There was plenty of adversity to the Pittsburgh series: too much Sterling Marte and A.J. Burnett, too little Bryce Harper. Yet still the Nationals looked like the better team when all was said and done, even without their best players on the field. The Pirates are capable of beating anyone and making life in the NL Central miserable for the Cardinals. They won their series against the Nationals in 2012 3-2 and recently swept the Atlanta Braves.

Pittsburgh has an obvious weakness in their bullpen. They lead the league in base-on-balls and a good team will exploit that and make them pay. On Saturday night the Nats veteran hitters took the PNC Park 012walks and let their team mates drive them in. Too often this season that strategy would have failed. But the younger Washington hitters took their game up a notch this weekend and made it work.

Although the two-run single by Wilson Ramos was the key hit in the game Saturday, the sacrifice flies won the game in the end. Tyler Moore’s was the decisive blow, but Ian Desmond and LaRoche got the runs home from the third base earlier in the game. There had been too many times in this young season when both LaRoche and Desmond would have gone down swinging in that situation.

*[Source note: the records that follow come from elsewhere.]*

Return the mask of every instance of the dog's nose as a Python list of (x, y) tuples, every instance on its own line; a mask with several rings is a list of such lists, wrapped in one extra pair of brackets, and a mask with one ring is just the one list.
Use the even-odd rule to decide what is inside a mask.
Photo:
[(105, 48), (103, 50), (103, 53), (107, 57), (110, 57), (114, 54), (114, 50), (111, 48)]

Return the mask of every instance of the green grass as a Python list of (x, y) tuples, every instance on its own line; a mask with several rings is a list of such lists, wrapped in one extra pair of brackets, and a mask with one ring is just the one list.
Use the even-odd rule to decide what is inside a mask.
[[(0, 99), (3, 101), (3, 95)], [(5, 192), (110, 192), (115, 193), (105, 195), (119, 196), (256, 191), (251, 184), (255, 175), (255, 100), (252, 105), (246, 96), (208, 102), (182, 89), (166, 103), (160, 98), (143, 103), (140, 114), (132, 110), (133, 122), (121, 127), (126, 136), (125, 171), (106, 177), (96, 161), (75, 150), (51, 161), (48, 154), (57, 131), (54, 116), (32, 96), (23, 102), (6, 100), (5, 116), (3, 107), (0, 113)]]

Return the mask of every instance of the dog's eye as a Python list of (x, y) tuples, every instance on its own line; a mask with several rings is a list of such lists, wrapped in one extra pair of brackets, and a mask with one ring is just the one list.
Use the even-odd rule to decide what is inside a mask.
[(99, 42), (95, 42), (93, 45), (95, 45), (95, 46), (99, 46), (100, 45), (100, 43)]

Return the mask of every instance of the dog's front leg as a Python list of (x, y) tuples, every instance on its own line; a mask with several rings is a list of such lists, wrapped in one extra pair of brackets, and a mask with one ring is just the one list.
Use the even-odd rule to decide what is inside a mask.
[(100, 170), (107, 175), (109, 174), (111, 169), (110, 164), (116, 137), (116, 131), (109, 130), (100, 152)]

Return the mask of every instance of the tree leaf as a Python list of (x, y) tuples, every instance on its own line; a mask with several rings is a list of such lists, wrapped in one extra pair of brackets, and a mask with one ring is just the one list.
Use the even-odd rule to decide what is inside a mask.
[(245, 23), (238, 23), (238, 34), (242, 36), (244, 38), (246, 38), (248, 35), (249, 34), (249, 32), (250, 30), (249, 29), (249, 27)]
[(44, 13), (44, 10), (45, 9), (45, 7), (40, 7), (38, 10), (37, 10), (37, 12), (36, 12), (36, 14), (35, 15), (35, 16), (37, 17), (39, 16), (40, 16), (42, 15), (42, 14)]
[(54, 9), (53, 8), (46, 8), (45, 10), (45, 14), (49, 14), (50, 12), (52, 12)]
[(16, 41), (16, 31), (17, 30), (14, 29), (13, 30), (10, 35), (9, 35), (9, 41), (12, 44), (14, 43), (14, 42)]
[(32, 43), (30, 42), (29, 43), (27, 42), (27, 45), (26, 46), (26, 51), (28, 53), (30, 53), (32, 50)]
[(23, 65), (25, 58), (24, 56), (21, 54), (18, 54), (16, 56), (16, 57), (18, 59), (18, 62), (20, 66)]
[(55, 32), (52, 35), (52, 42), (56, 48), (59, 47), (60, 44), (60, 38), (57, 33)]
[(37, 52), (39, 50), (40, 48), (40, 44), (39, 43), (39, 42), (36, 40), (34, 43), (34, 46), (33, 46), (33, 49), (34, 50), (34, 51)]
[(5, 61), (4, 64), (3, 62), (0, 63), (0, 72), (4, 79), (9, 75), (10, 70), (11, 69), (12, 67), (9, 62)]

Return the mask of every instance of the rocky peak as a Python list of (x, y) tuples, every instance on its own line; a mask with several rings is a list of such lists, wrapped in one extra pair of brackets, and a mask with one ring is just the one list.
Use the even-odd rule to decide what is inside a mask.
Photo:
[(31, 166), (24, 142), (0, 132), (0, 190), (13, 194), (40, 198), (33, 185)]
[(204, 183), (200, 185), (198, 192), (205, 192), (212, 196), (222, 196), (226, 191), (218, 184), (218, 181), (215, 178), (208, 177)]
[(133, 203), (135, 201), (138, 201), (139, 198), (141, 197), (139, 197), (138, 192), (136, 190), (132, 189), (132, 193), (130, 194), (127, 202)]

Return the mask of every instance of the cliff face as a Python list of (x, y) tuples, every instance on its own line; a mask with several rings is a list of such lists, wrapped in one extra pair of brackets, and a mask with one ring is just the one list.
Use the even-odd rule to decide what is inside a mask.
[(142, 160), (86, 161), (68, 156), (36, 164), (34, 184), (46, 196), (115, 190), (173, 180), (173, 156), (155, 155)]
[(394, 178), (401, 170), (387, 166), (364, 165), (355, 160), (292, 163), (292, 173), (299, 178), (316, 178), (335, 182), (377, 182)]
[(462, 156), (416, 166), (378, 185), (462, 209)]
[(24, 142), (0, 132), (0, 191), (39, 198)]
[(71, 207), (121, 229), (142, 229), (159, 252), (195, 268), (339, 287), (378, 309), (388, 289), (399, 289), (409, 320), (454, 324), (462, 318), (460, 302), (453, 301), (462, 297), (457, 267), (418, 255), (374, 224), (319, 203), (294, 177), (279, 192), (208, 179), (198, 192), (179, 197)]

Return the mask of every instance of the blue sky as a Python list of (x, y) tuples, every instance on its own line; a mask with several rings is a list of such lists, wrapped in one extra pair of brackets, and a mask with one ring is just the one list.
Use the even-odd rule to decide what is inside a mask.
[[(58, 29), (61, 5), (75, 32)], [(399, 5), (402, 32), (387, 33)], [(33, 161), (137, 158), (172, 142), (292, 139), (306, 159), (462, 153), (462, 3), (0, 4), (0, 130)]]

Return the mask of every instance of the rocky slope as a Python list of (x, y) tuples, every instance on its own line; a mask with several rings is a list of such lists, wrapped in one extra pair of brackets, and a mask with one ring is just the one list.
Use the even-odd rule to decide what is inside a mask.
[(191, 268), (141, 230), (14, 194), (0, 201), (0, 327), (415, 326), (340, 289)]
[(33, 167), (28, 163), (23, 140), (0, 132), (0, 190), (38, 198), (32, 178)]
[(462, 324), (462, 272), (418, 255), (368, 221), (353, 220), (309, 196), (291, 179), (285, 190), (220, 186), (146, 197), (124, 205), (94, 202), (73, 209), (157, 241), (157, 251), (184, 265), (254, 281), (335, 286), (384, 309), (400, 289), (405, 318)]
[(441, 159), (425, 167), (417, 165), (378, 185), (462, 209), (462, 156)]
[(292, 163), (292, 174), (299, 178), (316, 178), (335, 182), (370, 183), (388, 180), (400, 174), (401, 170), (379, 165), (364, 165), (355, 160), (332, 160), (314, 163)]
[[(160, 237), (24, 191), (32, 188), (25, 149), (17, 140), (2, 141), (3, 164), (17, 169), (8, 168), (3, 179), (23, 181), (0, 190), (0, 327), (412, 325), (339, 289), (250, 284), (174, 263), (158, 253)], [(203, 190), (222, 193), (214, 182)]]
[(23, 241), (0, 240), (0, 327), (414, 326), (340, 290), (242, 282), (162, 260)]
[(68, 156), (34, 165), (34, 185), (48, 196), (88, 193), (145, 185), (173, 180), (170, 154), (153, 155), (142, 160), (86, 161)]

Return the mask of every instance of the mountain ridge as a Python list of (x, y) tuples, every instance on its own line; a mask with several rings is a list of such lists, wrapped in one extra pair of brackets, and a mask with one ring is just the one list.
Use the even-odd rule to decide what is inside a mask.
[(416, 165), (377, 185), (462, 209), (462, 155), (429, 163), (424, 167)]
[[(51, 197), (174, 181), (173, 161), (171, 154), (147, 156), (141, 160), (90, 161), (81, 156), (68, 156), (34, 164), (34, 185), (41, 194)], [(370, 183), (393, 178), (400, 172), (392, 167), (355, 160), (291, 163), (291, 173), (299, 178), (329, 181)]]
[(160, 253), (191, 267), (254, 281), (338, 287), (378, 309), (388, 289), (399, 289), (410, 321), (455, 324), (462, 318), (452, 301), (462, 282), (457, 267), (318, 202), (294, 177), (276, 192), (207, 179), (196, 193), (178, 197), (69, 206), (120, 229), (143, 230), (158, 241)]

The most pronounced trend in the game today is the proliferation of strikeouts. The current rates are at all-time highs. The modern hitter gets three strikes and he wants the most out of every one. Choking up on the bat to move the runner or shortening a swing to score the man from third seems a lost art at times. But the Nationals went back to fundamentals this weekend and the results were sweet.

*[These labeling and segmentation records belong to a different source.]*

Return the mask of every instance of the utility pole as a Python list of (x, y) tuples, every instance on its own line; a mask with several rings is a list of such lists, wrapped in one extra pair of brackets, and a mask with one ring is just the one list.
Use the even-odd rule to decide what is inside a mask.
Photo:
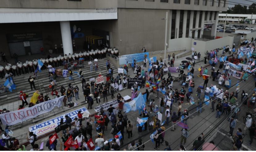
[(226, 13), (226, 19), (225, 20), (225, 25), (224, 25), (224, 31), (223, 31), (223, 37), (224, 37), (224, 35), (225, 34), (225, 30), (226, 29), (226, 24), (227, 23), (227, 16), (228, 16), (228, 13)]

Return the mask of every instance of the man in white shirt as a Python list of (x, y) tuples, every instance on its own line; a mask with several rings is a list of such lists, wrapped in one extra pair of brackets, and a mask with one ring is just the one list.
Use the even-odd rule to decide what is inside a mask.
[(169, 117), (171, 115), (170, 114), (169, 106), (166, 106), (166, 110), (165, 110), (165, 123), (166, 123), (166, 126), (168, 126), (169, 122)]
[(101, 149), (101, 150), (104, 150), (104, 139), (101, 138), (100, 134), (98, 135), (98, 138), (95, 140), (95, 143), (97, 144), (97, 146)]

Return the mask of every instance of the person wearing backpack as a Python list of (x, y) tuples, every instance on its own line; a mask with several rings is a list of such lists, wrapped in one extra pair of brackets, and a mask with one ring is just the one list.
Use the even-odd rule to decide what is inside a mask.
[[(50, 136), (49, 136), (49, 139), (52, 137), (53, 135), (52, 134), (51, 134)], [(46, 142), (46, 145), (45, 145), (45, 146), (48, 147), (48, 148), (49, 148), (49, 150), (52, 150), (52, 149), (53, 149), (55, 151), (56, 151), (57, 150), (56, 149), (56, 145), (57, 145), (57, 143), (58, 142), (58, 141), (56, 139), (54, 140), (54, 142), (52, 144), (50, 144), (50, 139), (48, 140), (47, 142)]]
[(169, 143), (166, 140), (165, 141), (165, 148), (163, 149), (164, 151), (171, 151), (171, 149), (169, 145)]
[(35, 145), (35, 142), (37, 139), (37, 138), (36, 137), (36, 135), (34, 134), (33, 131), (29, 132), (29, 137), (28, 137), (27, 139), (29, 141), (29, 143), (30, 143), (32, 147)]

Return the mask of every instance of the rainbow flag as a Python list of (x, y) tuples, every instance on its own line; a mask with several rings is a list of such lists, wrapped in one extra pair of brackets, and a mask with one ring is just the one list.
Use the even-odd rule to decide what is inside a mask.
[(160, 78), (159, 78), (158, 79), (158, 80), (157, 80), (157, 81), (156, 81), (156, 84), (157, 85), (158, 85), (160, 83)]
[(202, 76), (202, 77), (203, 77), (203, 79), (204, 80), (205, 80), (208, 77), (209, 77), (209, 76), (208, 76), (208, 75), (206, 75), (206, 74), (203, 74)]
[(147, 88), (149, 88), (149, 85), (150, 84), (150, 83), (148, 81), (147, 81), (147, 82), (146, 82), (146, 87)]

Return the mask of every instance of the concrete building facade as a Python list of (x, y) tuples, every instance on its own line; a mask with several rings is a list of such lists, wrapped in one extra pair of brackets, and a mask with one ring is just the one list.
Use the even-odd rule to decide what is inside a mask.
[(218, 0), (2, 0), (0, 48), (7, 58), (39, 53), (41, 46), (67, 54), (87, 51), (88, 44), (107, 44), (120, 55), (143, 47), (161, 50), (167, 12), (168, 41), (201, 37), (208, 24), (215, 37), (218, 12), (227, 7)]

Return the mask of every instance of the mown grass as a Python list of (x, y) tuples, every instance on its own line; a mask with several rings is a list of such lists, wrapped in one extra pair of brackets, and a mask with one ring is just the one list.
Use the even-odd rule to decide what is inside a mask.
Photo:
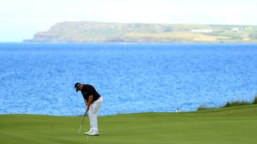
[(76, 134), (81, 116), (0, 115), (1, 143), (256, 143), (257, 105), (99, 117), (99, 136)]

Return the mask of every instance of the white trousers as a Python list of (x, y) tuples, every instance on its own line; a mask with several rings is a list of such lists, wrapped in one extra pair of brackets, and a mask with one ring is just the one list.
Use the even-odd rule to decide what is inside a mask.
[(103, 98), (100, 96), (96, 101), (94, 101), (89, 106), (89, 118), (90, 123), (90, 131), (98, 131), (97, 114), (103, 103)]

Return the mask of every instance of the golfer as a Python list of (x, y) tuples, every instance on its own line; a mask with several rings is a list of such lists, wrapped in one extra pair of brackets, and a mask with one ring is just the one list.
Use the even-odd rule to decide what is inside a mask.
[(89, 111), (90, 130), (85, 135), (99, 135), (97, 124), (97, 114), (103, 103), (103, 98), (96, 92), (96, 89), (89, 84), (82, 84), (79, 82), (74, 85), (76, 92), (81, 92), (86, 104), (86, 110)]

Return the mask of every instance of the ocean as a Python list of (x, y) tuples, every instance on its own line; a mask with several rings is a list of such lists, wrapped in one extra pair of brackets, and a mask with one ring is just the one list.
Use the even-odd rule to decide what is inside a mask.
[(76, 82), (100, 116), (196, 111), (257, 94), (257, 44), (0, 43), (0, 114), (79, 116)]

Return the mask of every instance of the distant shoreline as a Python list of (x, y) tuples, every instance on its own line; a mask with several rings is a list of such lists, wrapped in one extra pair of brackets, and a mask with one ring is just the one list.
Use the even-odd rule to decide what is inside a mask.
[(58, 23), (24, 43), (255, 43), (257, 26)]

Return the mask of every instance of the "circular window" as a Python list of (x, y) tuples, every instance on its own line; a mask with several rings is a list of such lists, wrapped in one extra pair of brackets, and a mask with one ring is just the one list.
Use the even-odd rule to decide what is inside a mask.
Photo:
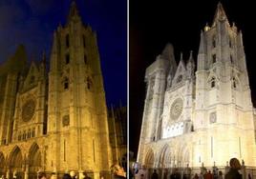
[(32, 119), (35, 109), (35, 102), (31, 99), (27, 101), (22, 107), (22, 119), (24, 122), (28, 122)]
[(180, 117), (183, 109), (183, 101), (181, 98), (176, 99), (171, 106), (171, 118), (176, 120)]

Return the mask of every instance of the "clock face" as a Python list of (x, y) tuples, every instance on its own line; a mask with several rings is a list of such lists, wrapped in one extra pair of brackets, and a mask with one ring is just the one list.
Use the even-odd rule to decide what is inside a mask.
[(176, 99), (171, 106), (171, 118), (177, 120), (182, 113), (183, 101), (181, 98)]
[(24, 122), (28, 122), (32, 119), (35, 109), (35, 102), (31, 99), (27, 101), (22, 107), (22, 119)]

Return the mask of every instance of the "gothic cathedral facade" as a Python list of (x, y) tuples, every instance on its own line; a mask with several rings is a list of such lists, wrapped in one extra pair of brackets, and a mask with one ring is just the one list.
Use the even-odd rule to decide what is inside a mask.
[(138, 161), (147, 168), (226, 166), (232, 157), (256, 167), (252, 106), (242, 31), (221, 3), (192, 52), (176, 64), (172, 45), (146, 70)]
[(0, 174), (71, 169), (99, 178), (112, 152), (96, 32), (73, 2), (46, 57), (27, 68), (24, 47), (0, 67)]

The prettiest at bats of the weekend belonged to Tyler Moore. He battled for every bit of success he had. It did not come easy. After the game winning sac-fly on Saturday, he looked just as lost at the plate on Sunday afternoon as he has all year. He struck out looking, uncertain what to do with pitches too close to take. But when the chips were out in the middle of the table, he was all in.

In the eighth inning the Pirates were chipping away at the Nats lead, behind by only a run. Drew Storen had been solid in the seventh, but so many leads have gotten away. Tyler Moore had one last chance. Pittsburgh walked Adam LaRoche intentionally, putting two runners aboard to get to Moore.

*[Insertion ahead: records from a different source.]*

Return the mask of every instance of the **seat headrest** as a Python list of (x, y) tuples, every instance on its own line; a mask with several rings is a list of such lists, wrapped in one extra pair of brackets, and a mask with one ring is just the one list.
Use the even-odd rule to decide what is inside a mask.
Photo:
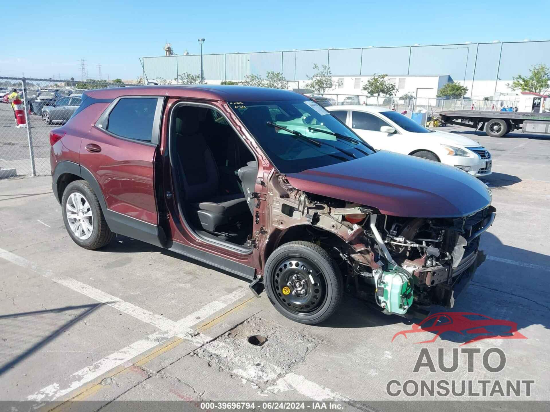
[[(201, 122), (206, 118), (209, 109), (204, 107), (184, 106), (179, 109), (176, 122), (176, 132), (184, 135), (192, 135), (199, 130)], [(179, 130), (178, 130), (179, 129)]]
[(260, 124), (271, 120), (271, 114), (267, 106), (252, 106), (243, 112), (243, 118), (251, 123)]

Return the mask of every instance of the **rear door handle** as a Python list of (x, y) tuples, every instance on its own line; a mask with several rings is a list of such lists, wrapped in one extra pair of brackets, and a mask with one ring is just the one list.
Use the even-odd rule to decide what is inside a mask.
[(101, 148), (93, 143), (86, 144), (86, 149), (88, 151), (88, 152), (90, 152), (92, 153), (98, 153), (101, 151)]

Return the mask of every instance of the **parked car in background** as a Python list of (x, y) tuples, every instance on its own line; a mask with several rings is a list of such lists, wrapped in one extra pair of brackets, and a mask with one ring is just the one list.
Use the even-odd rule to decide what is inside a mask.
[(63, 124), (73, 115), (82, 102), (78, 96), (65, 96), (58, 99), (53, 105), (42, 109), (42, 120), (47, 125), (52, 123)]
[(439, 162), (478, 177), (491, 174), (491, 153), (468, 137), (430, 130), (385, 107), (334, 106), (327, 110), (377, 150)]
[(46, 106), (53, 104), (56, 101), (62, 96), (57, 91), (45, 90), (31, 103), (31, 110), (38, 115), (42, 115), (42, 110)]
[(50, 142), (59, 218), (78, 245), (118, 233), (197, 259), (256, 294), (263, 283), (277, 310), (307, 324), (334, 314), (344, 288), (386, 314), (452, 307), (496, 216), (478, 179), (376, 152), (288, 90), (89, 91)]
[(40, 96), (40, 92), (36, 89), (27, 89), (27, 104), (30, 107), (31, 113), (32, 114), (40, 115), (40, 112), (36, 112), (35, 109), (38, 107), (35, 102), (36, 98)]
[(85, 88), (75, 88), (73, 91), (71, 96), (82, 96), (82, 93), (86, 91)]
[(345, 97), (344, 100), (342, 101), (342, 104), (344, 105), (359, 104), (359, 96), (349, 96), (347, 97)]

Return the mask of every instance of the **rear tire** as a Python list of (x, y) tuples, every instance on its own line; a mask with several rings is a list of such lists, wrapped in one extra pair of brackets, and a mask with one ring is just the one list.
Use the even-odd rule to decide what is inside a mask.
[(485, 132), (491, 137), (502, 137), (508, 129), (508, 124), (502, 119), (492, 119), (485, 125)]
[(296, 322), (315, 325), (326, 320), (342, 300), (340, 269), (315, 243), (290, 242), (277, 248), (267, 259), (264, 273), (270, 301)]
[(420, 157), (422, 159), (427, 159), (428, 160), (433, 160), (434, 162), (439, 161), (439, 158), (437, 157), (437, 155), (435, 153), (433, 152), (430, 152), (427, 150), (421, 150), (419, 152), (413, 153), (412, 155), (415, 157)]
[(97, 196), (85, 180), (75, 180), (67, 185), (61, 210), (67, 232), (80, 247), (98, 249), (114, 237), (105, 221)]

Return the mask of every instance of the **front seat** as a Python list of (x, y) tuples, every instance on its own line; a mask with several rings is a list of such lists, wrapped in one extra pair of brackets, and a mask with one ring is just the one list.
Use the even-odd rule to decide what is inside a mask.
[(243, 213), (248, 213), (246, 199), (242, 193), (219, 194), (218, 167), (204, 136), (200, 123), (208, 109), (185, 107), (176, 119), (177, 158), (188, 208), (195, 211), (205, 230), (215, 232)]

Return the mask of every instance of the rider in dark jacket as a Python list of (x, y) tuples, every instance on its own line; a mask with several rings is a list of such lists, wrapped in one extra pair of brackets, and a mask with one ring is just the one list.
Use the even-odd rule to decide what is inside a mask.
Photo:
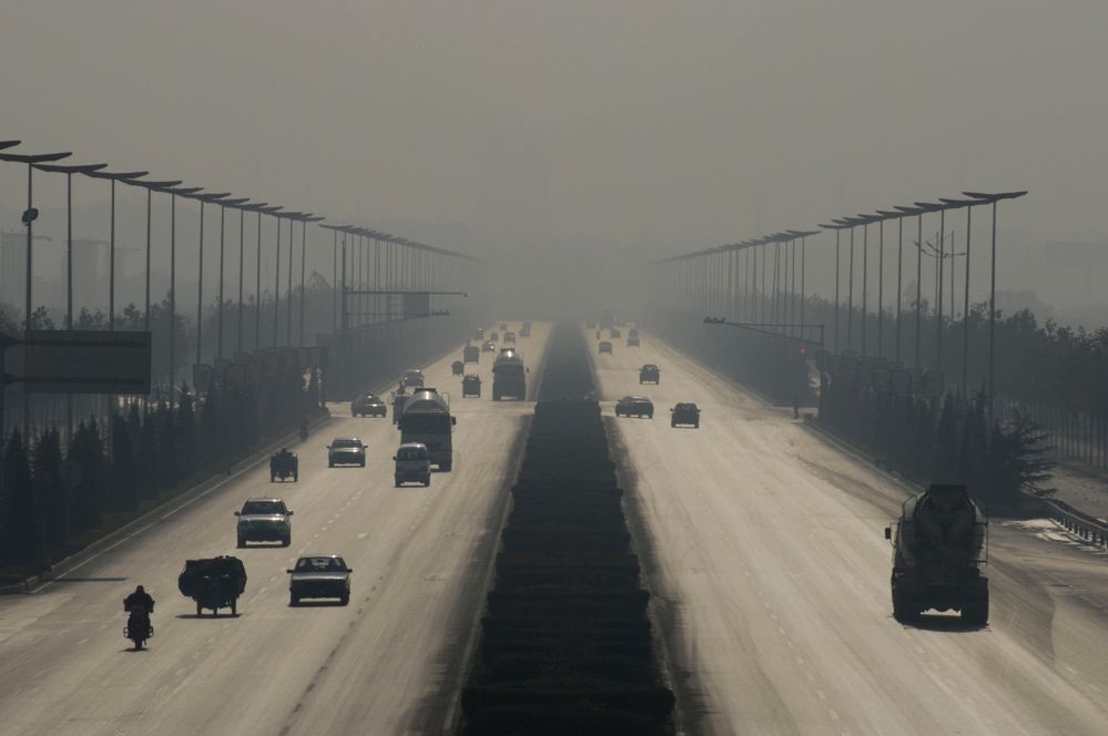
[(134, 593), (128, 595), (123, 599), (123, 609), (130, 611), (136, 606), (142, 606), (146, 610), (146, 613), (153, 613), (154, 611), (154, 599), (146, 591), (143, 590), (142, 585), (134, 589)]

As he did the night before Moore battled his way deep into the at bat. With two strikes he fouled off a tough slider. Then the sixth pitch of the at bat he just tried to make contact. It was almost an excuse-me home run that somehow managed to carry the left field wall. He got enough wood on it, enough muscle behind it, to make the stands. And that was all she wrote.PNC Park 018

Early in the game Danny Espinosa hit a very different home run. The taught second baseman twitches when the pitcher throws the high hard one even when he doesn’t take the bait. He is the consummate modern hitter who wants to rip at everything. And when he connects the ball travels a long way like it did at PNC Park Sunday. His two-run home run in the fourth inning carried well into the left field stands, bounding into the concourse.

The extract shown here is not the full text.